Thorkild Grosbøll (27 February 1948 – 10 May 2020) was a parish priest in the Church of Denmark. In the early 2000s he received a lot of media attention in Denmark for publicly stating disbelief in an interventionist creator God. He died on 10 May 2020 after a short illness.

==Early career==
After various other services, Grosbøll became parish priest in Taarbæk June 1991.

==Statement and controversy==
In the spring of 2003, Thorkild Grosbøll published the book En Sten i Skoen (A Stone in the Shoe), resulting in very limited reactions, though he wrote in it that he does not believe in God. On 23 May 2003, the Danish newspaper Weekendavisen published an interview with Grosbøll, in which he repeated statements from his book, in particular that he does not believe in a creating or upholding God.

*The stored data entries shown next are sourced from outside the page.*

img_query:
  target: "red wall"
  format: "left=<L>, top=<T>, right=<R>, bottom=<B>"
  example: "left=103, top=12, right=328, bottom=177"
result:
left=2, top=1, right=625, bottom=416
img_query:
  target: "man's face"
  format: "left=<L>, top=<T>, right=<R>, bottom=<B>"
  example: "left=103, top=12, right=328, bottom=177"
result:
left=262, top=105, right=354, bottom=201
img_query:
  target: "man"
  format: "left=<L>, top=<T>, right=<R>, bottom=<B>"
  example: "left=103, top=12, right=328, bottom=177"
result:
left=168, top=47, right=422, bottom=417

After a public outcry, the bishop in Elsinore, Lise-Lotte Rebel, started talks with the priest on 3 June 2003 about his faith. Simultaneously, she relieved him of his duties as parish priest in Taarbæk as she believed Grosbøll had failed on four accounts:

- neglected the creed of the Church of Denmark
- subverted the respectability of the service
- ignored orders
- created profound confusion about the Church of Denmark.

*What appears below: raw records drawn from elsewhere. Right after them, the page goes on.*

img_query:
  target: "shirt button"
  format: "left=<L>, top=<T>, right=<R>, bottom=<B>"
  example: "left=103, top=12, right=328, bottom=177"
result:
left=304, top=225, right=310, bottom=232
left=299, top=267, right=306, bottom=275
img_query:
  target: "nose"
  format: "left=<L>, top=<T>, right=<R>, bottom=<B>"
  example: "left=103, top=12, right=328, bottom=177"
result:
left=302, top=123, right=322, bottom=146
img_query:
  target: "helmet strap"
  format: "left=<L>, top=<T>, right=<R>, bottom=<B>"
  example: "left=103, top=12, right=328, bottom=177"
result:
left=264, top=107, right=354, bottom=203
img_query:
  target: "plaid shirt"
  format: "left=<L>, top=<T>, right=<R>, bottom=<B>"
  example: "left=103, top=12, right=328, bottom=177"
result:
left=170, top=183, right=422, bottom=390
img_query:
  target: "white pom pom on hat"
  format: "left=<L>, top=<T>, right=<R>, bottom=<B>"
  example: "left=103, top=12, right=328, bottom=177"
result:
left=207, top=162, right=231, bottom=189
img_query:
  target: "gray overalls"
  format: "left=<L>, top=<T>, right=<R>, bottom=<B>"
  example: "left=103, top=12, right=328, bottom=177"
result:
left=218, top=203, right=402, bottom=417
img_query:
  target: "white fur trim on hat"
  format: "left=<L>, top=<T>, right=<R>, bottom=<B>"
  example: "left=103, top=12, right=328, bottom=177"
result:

On 23 July 2003, Thorkild Grosbøll was allowed to continue his service as a parish priest in Taarbæk, subject to special supervision by the bishop.

On 3 June 2004, Grosbøll was instructed to resign no later than June 4, or he would be suspended. On 7 June 2004, the chairman of the elected parish council in Taarbæk, Lars Heilesen, informed the parish about the situation in the church in Taarbæk. On 10 June 2004, Rebel again relieved Thorkild Grosbøll of his duties.

During all these events, the parish community in Taarbæk stood by Thorkild Grosbøll. There was an animated public debate, occasionally fuelled by statements from Grosbøll like: "God belongs in the past. He is actually so old fashioned that I am baffled by modern people believing in his existence. I am thoroughly fed up with empty words about miracles and eternal life." At the same time he maintained that the bishop and the press misunderstood him, taking quotes from his sermons out of context.

On 12 July 2004 the Ministry of Ecclesiastical Affairs transferred the case to an ecclesiastical court. The first stage of this process, a hearing of the involved parties, was concluded February 2005. On 11 May 2005, the ministry relieved bishop Rebel from her supervision of Thorkild Grosbøll, and transferred the supervision to the bishop in Roskilde, Jan Lindhardt. Thereby the ministry put the ecclesiastical court case on hold. On 20 May 2006 Grosbøll confirmed his priestly vows before Lindhardt in the presence of witnesses and by his signature, and was allowed to serve again as parish priest, but was instructed not to talk to the press.

Thus the case was put to rest till autumn 2007, where it was decided that the supervision was to be transferred to the bishop in Århus, Kjeld Holm, by 1 May 2008, when Lindhardt would retire. As announced shortly after this decision, Grosbøll retired early when he turned 60 in February 2008.